Elles peuvent être plus jeunes puisque Ri Sol-ju, l'épouse de Kim Jong-Un, avait seulement 16 ans lorsqu'elle a participé aux Jeux asiatiques en tant que pom-pom girl.

Elles sont souvent des centaines. En 2003, le régime en avait envoyé 303.

Dans le moule

Ces filles doivent être attirantes mais elles doivent suivre la bonne idéologie, celle du parti. Elles sont, en effet, choisies parmi les universités d'Etat, les membres des équipes de propagande ou encore parmi les étudiantes des écoles de musique du pays. L'histoire de la famille des postulantes est dans ce but scrupuleusement examinée.

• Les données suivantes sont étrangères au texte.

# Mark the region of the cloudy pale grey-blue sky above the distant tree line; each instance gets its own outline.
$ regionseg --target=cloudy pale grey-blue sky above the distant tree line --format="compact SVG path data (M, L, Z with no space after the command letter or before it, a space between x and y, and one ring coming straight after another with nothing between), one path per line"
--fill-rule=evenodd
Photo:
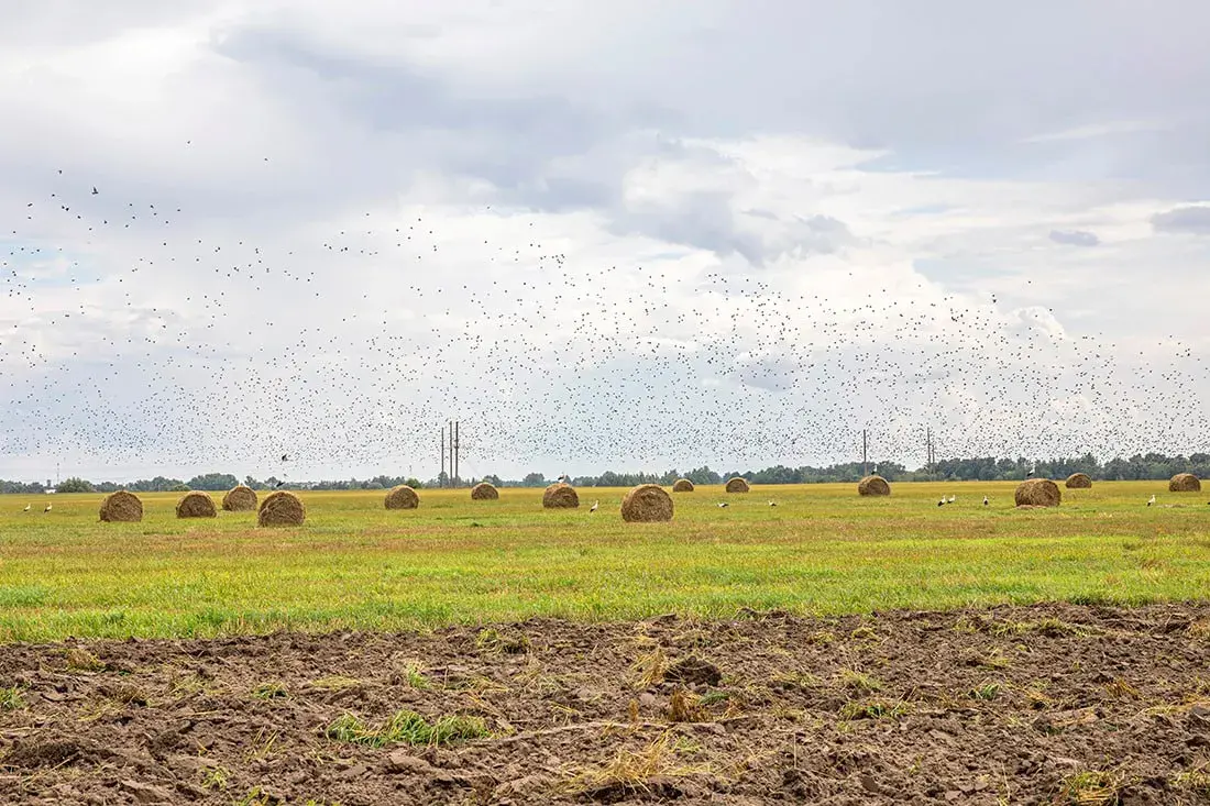
M1205 4L0 18L0 478L1210 450Z

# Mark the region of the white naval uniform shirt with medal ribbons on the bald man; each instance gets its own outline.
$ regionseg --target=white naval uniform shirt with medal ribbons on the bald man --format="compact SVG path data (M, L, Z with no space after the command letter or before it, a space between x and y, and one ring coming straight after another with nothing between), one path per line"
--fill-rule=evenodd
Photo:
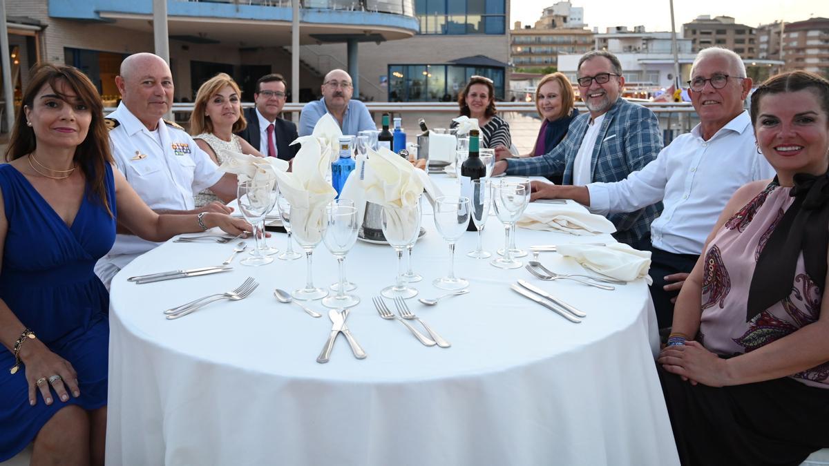
M213 186L224 174L186 131L162 119L158 129L150 131L123 102L107 118L119 122L109 131L115 165L151 209L192 210L194 193ZM135 235L116 235L112 250L99 264L109 261L123 269L157 245Z

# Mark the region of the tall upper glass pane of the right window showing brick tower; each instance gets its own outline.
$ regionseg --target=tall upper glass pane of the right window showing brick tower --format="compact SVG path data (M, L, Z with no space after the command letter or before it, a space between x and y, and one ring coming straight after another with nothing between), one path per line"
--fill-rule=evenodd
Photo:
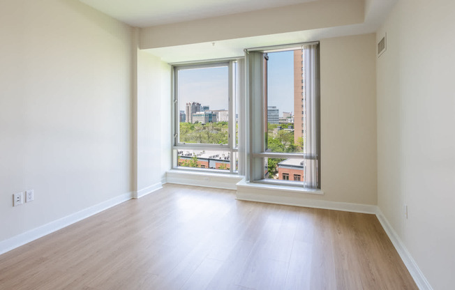
M266 152L301 153L304 142L302 50L272 52L267 56Z

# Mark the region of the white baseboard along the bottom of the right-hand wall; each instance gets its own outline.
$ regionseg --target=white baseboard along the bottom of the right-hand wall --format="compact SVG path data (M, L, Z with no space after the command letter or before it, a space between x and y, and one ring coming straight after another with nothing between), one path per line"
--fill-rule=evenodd
M406 268L408 268L408 271L412 278L414 279L415 284L417 284L417 287L419 287L420 290L433 290L433 287L431 287L428 280L426 280L424 273L422 273L422 270L420 270L419 266L417 266L415 260L412 259L412 256L408 249L405 247L405 244L403 243L403 241L401 241L401 238L398 236L398 234L396 234L394 228L391 227L389 221L387 220L387 218L382 213L379 207L377 207L376 210L376 217L378 217L378 220L381 223L382 228L385 230L387 236L389 236L391 243L394 244L396 252L398 252L398 254L401 257L401 260L403 260L403 263L405 264Z

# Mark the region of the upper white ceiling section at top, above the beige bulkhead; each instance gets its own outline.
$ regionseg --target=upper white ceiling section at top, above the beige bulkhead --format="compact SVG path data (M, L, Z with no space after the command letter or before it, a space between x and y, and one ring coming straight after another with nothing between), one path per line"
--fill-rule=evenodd
M135 27L184 22L320 0L80 0ZM343 0L337 0L343 1ZM176 21L177 20L177 21Z

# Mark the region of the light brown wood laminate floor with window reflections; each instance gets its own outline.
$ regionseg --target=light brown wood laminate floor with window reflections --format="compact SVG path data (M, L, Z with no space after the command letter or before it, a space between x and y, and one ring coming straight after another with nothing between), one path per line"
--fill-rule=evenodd
M165 185L0 256L0 289L417 289L375 215Z

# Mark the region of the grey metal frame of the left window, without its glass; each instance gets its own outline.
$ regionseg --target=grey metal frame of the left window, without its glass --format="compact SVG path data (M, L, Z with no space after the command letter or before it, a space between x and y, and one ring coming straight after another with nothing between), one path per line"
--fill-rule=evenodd
M239 148L236 146L236 95L237 95L237 77L236 73L238 59L214 59L210 61L198 61L188 63L171 63L172 72L172 169L202 171L223 174L238 174L236 169L237 158L239 158ZM179 142L179 70L189 70L197 68L218 68L227 67L227 102L228 102L228 142L227 144L200 144ZM188 118L188 116L186 116ZM187 119L188 120L188 119ZM237 142L239 143L239 142ZM200 167L181 167L178 163L178 151L224 151L230 154L230 168L211 169Z

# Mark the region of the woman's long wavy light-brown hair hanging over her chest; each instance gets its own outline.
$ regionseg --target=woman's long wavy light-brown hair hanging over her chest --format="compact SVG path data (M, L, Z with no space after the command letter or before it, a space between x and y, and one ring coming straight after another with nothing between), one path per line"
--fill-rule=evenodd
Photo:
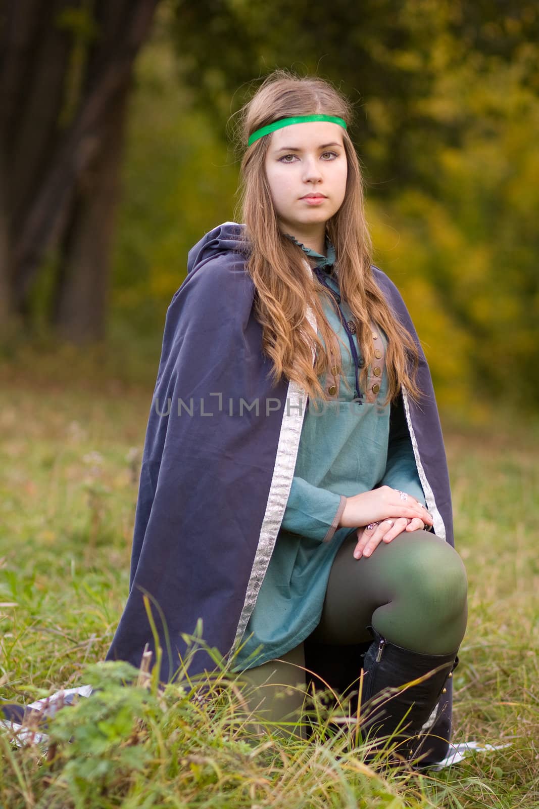
M242 144L246 145L256 129L273 121L312 113L339 116L347 125L352 118L351 105L331 84L318 77L299 77L276 70L267 76L239 112ZM327 322L319 296L324 295L335 311L337 308L333 296L315 274L306 272L301 247L280 232L265 170L271 137L259 138L243 155L236 221L245 223L246 269L257 292L255 315L263 329L263 351L272 359L273 379L277 383L281 375L285 375L299 383L311 399L322 400L326 395L319 375L341 363L339 349L335 349L335 332ZM335 247L340 294L356 322L364 359L360 387L366 388L368 366L374 360L374 323L388 338L386 403L398 396L402 385L417 399L418 349L409 332L396 320L373 278L363 177L356 150L345 129L343 145L347 156L346 193L337 213L326 222L326 231ZM307 305L314 310L323 343L307 320Z

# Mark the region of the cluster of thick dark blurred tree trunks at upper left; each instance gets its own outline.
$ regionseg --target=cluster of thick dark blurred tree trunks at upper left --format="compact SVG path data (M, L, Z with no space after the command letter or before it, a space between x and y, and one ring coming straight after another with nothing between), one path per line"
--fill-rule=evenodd
M133 60L158 0L6 0L0 12L0 316L28 313L56 254L50 318L101 337Z

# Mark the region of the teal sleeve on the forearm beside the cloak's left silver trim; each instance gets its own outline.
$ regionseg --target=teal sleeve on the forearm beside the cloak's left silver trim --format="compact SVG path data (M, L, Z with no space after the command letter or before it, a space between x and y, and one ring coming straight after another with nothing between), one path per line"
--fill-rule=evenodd
M343 515L346 498L293 477L281 527L293 534L329 542Z

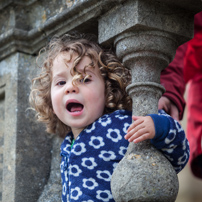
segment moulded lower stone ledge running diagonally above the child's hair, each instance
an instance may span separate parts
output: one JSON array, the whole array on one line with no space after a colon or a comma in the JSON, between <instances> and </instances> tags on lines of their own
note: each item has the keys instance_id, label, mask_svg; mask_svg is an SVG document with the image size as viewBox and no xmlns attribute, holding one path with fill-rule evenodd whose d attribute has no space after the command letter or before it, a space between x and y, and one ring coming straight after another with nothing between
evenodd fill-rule
<instances>
[{"instance_id":1,"label":"moulded lower stone ledge running diagonally above the child's hair","mask_svg":"<svg viewBox=\"0 0 202 202\"><path fill-rule=\"evenodd\" d=\"M0 35L0 60L17 51L36 54L55 33L62 35L78 29L97 34L97 18L123 1L78 1L31 30L19 29L14 25Z\"/></svg>"}]
</instances>

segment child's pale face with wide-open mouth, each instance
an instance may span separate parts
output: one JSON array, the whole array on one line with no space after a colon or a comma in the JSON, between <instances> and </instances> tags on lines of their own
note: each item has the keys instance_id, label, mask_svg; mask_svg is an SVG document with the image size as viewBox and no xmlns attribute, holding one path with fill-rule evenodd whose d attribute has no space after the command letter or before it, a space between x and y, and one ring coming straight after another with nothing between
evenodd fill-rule
<instances>
[{"instance_id":1,"label":"child's pale face with wide-open mouth","mask_svg":"<svg viewBox=\"0 0 202 202\"><path fill-rule=\"evenodd\" d=\"M99 68L87 68L86 74L91 77L83 83L72 84L71 69L75 55L70 62L68 52L60 53L53 61L51 100L54 113L71 130L76 138L89 124L102 116L105 108L105 84ZM82 71L91 63L85 56L77 65Z\"/></svg>"}]
</instances>

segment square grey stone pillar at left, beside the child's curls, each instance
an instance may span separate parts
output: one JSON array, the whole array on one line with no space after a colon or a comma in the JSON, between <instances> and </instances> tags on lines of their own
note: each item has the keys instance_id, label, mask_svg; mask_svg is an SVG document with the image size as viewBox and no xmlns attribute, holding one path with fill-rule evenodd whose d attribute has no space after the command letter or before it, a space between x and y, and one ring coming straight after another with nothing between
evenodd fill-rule
<instances>
[{"instance_id":1,"label":"square grey stone pillar at left, beside the child's curls","mask_svg":"<svg viewBox=\"0 0 202 202\"><path fill-rule=\"evenodd\" d=\"M47 183L51 138L28 110L35 58L16 53L0 62L5 81L2 201L36 201Z\"/></svg>"}]
</instances>

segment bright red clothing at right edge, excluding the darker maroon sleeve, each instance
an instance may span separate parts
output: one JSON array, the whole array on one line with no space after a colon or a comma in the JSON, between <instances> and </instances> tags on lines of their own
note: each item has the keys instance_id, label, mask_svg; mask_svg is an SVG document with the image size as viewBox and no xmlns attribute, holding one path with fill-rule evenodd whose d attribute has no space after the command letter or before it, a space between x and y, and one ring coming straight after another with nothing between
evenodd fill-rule
<instances>
[{"instance_id":1,"label":"bright red clothing at right edge, excluding the darker maroon sleeve","mask_svg":"<svg viewBox=\"0 0 202 202\"><path fill-rule=\"evenodd\" d=\"M202 14L202 12L200 13ZM189 82L187 99L187 138L193 174L202 178L202 15L194 38L188 42L184 58L184 79ZM198 18L197 18L198 19Z\"/></svg>"}]
</instances>

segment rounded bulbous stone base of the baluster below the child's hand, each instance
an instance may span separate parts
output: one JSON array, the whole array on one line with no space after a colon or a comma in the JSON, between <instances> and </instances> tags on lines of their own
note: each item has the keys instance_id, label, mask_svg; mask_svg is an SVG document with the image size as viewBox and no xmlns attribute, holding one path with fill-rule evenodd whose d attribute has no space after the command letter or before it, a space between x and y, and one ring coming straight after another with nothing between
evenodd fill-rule
<instances>
[{"instance_id":1,"label":"rounded bulbous stone base of the baluster below the child's hand","mask_svg":"<svg viewBox=\"0 0 202 202\"><path fill-rule=\"evenodd\" d=\"M111 180L116 202L175 201L178 186L177 175L171 164L149 141L135 147L130 143Z\"/></svg>"}]
</instances>

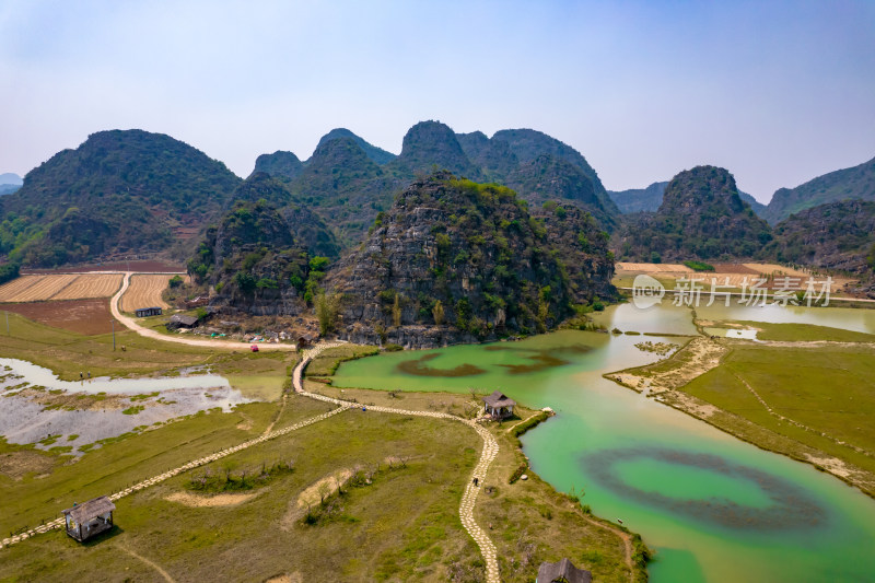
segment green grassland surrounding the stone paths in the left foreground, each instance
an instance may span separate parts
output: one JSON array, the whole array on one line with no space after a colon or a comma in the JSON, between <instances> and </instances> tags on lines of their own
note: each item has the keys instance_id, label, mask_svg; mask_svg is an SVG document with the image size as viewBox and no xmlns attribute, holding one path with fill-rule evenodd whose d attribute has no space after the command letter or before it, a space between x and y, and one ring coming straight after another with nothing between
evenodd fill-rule
<instances>
[{"instance_id":1,"label":"green grassland surrounding the stone paths in the left foreground","mask_svg":"<svg viewBox=\"0 0 875 583\"><path fill-rule=\"evenodd\" d=\"M217 355L127 333L119 335L127 351L113 353L112 337L83 337L16 317L11 324L13 334L0 338L4 354L48 365L67 377L83 368L94 374L142 374L210 364L253 392L277 394L276 383L287 382L296 358ZM371 349L335 349L312 372L330 373L338 359L365 351ZM313 381L307 386L338 390ZM470 395L405 393L398 398L345 389L343 396L460 415L480 407ZM330 407L291 394L231 413L199 413L110 440L75 463L0 442L0 533L36 526L73 502L121 490L246 441L271 422L275 429L288 427ZM529 412L520 410L524 418ZM532 581L541 561L562 557L591 569L597 581L629 581L623 539L629 535L590 516L580 502L557 493L530 471L530 479L509 483L524 462L509 428L492 427L501 453L476 508L478 523L499 547L503 581ZM326 573L340 581L482 581L482 558L458 517L481 446L478 435L458 422L345 411L121 499L117 527L95 541L79 545L56 530L2 549L0 581L161 581L161 571L175 581L313 581ZM208 474L241 477L277 462L291 463L293 471L248 491L254 495L245 500L203 505L224 499L203 500L189 488ZM323 492L325 500L310 509L299 504L305 491L345 469L353 479L341 491ZM199 505L176 501L179 494ZM635 568L634 580L645 576L643 567Z\"/></svg>"}]
</instances>

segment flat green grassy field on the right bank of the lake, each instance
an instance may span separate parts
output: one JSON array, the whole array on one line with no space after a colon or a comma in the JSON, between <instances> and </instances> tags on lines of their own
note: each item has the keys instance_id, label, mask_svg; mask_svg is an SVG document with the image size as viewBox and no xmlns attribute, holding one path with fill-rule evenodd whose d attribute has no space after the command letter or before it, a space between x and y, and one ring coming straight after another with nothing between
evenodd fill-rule
<instances>
[{"instance_id":1,"label":"flat green grassy field on the right bank of the lake","mask_svg":"<svg viewBox=\"0 0 875 583\"><path fill-rule=\"evenodd\" d=\"M803 459L815 450L861 468L875 493L875 349L737 347L682 390L732 413L715 423L731 432L744 430L740 418L785 438L769 438L770 448Z\"/></svg>"}]
</instances>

Celles dont la famille est trop critique ou qui sont liées à quelqu'un qui a fait défection ne sont évidemment pas admises.

Des chorégraphies et des sourires

Devenues très populaires en 2004 et 2005, ces filles arborent des uniformes, des drapeaux et, évidemment, un large sourire pendant les compétitions auxquelles elles participent.


A ce propos, il n'y a pas que les cheerleaders qui sont utilisées pour faire le jeu du pouvoir. Des groupes de filles sont constitués pour interpréter des chansons de propagande.


Ou encore interpréter une chorégraphie sur le titre "Moskau" du groupe de disco Dschinghis Khan.


Pas le droit de parler

A leur retour, les cheerleaders n'ont pas le droit de parler de leur voyage sous peine de sanctions. Ainsi, en 2006, le quotidien sud-coréen Chosun Ilbo évoquait l'histoire d'un citoyen nord-coréen qui avait fui en Chine pour dénoncer les entraves aux droits de l'homme dans le pays.

Selon ses dires, des pom-pom girls qui avaient parlé de leur expérience à l'étranger étaient détenues dans un camp.